Passing sentence on Monk, 43, at Birmingham Crown Court, Judge Melbourne Inman QC said: “You have let yourself and the force down.

“Although they were difficult, you failed to act appropriately in the circumstances as they developed and you used a degree of force in delivering two kicks to the head, which was excessive and which were a cause of Mr Atkinson’s death.

“The obvious aggravating factor is that you committed this offence while on duty as a police officer.”

The judge added: “The police play a central and important role in upholding the rule of law in our society. The sentence must reflect the importance of maintaining public confidence in our police.”

Monk, who the judge accepted had shown genuine remorse, was ordered to serve two-thirds of his eight-year sentence before being entitled to release on licence.

Monk, who denied murder and manslaughter, claimed to have acted in reasonable self-defence while “terrified” of 48-year-old Mr Atkinson, who had a heart condition, was undergoing dialysis treatment, and was smaller and lighter than the officer.

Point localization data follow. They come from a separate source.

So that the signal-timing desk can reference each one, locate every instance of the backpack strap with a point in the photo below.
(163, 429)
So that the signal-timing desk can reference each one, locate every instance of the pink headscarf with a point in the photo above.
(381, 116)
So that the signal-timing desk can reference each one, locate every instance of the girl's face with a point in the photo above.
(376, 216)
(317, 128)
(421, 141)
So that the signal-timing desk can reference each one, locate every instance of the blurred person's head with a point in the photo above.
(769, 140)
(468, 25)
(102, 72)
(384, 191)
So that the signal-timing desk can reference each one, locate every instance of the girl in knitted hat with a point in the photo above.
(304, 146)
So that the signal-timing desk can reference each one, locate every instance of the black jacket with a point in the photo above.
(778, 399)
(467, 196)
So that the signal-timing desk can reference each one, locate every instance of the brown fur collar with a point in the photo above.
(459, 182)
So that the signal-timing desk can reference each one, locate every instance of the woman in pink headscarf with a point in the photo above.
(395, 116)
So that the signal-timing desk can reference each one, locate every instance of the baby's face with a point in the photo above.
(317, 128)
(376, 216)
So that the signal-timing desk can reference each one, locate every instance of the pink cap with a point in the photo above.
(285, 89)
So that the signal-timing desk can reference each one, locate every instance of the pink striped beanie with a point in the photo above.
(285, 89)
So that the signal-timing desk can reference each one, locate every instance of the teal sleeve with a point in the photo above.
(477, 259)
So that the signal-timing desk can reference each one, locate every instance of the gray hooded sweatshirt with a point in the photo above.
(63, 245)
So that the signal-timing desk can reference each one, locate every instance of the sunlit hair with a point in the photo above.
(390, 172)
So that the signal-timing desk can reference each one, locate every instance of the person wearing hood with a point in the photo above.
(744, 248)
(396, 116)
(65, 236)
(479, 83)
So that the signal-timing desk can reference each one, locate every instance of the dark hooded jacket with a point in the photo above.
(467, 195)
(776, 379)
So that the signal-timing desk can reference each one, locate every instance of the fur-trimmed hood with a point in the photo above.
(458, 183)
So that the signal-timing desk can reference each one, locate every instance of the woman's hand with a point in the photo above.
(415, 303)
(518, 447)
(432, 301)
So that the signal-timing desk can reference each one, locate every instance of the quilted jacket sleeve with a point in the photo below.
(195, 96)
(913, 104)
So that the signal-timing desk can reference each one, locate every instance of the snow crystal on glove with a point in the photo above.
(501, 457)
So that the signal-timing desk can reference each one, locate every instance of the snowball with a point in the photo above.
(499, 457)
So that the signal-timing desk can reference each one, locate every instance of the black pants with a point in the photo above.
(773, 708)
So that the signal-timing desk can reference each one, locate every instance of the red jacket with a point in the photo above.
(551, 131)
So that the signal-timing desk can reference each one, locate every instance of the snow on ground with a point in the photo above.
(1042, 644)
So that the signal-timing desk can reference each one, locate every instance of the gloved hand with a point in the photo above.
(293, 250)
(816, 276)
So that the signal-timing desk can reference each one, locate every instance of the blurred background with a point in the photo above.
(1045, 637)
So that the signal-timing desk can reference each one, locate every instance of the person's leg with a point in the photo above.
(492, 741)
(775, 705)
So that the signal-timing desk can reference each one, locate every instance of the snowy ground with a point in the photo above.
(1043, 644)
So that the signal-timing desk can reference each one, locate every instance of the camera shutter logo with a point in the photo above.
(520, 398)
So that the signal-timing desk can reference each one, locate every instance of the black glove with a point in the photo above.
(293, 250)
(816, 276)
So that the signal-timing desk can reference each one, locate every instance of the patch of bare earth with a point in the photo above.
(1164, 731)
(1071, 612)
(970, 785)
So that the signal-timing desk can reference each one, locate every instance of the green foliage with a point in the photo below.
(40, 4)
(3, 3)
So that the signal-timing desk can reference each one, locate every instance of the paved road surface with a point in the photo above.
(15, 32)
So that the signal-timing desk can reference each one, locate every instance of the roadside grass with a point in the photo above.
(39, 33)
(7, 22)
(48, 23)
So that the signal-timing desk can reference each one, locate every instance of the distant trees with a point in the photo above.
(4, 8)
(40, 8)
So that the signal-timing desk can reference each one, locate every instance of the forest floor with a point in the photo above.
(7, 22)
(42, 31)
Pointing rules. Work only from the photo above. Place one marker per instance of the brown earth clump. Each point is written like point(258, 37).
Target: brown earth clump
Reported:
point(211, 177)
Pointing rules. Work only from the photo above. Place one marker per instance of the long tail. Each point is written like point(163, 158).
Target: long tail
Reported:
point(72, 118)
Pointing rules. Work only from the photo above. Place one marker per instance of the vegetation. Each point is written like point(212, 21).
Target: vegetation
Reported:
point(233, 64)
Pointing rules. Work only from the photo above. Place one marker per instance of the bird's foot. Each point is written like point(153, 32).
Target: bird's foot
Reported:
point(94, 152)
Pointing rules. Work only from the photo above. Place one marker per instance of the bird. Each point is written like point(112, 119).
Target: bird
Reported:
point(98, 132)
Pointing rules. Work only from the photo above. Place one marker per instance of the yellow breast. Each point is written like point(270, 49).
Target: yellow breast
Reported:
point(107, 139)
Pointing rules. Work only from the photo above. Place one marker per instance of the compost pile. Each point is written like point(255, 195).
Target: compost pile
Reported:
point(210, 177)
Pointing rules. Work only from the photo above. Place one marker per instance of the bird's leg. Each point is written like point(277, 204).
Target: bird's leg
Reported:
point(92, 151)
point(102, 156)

But images of two separate areas of head injury accepted to match Monk’s bootlaces were uncovered by forensic examinations using polarised light, proving his account was false.

As well as the marks to both sides of Mr Atkinson’s forehead, a pathologist found 15 areas of “under-the-skin” bruising, including marks to his neck, shoulder, shoulder blade, flank, buttock, thigh, bicep, elbow and shin.

Aston Villa v Huddersfield Town – Sky Bet Championship – Villa Park
A tribute to Dalian Atkinson at Villa Park following his death in 2016 (Nick Potts/PA)

It emerged on Monday that Monk had been found guilty of gross misconduct five years before he killed Mr Atkinson, after failing to mention two cautions on his application form to join the West Mercia force in 2001.

The court heard that he kept his job in February 2011 – a year after details of the cautions came to light – despite being found to have breached required standards for honesty and integrity.

Addressing the court on Monday, prosecutor Alexandra Healy QC said: “Mr Monk was cautioned for theft from a shop as an employee – he was employed at the time at Woolworths in 1997.

“There was a further caution in 1999 for being found drunk.”

The court was told that the warnings were not recorded on a computer system because of policies at the time for dealing with spent cautions.

Dalian Atkinson death
The scene in Meadow Close, Telford, after Pc Benjamin Monk killed Dalian Atkinson (Joe Giddens/PA)

Reacting to the verdict against Monk last week, West Mercia Assistant Chief Constable Rachel Jones said she was “sincerely sorry” and offered her “deep condolences” to Mr Atkinson’s family, who had “demonstrated great dignity and strength throughout”.

She added that the force had “much to do” to “strengthen those bonds” with the communities it served.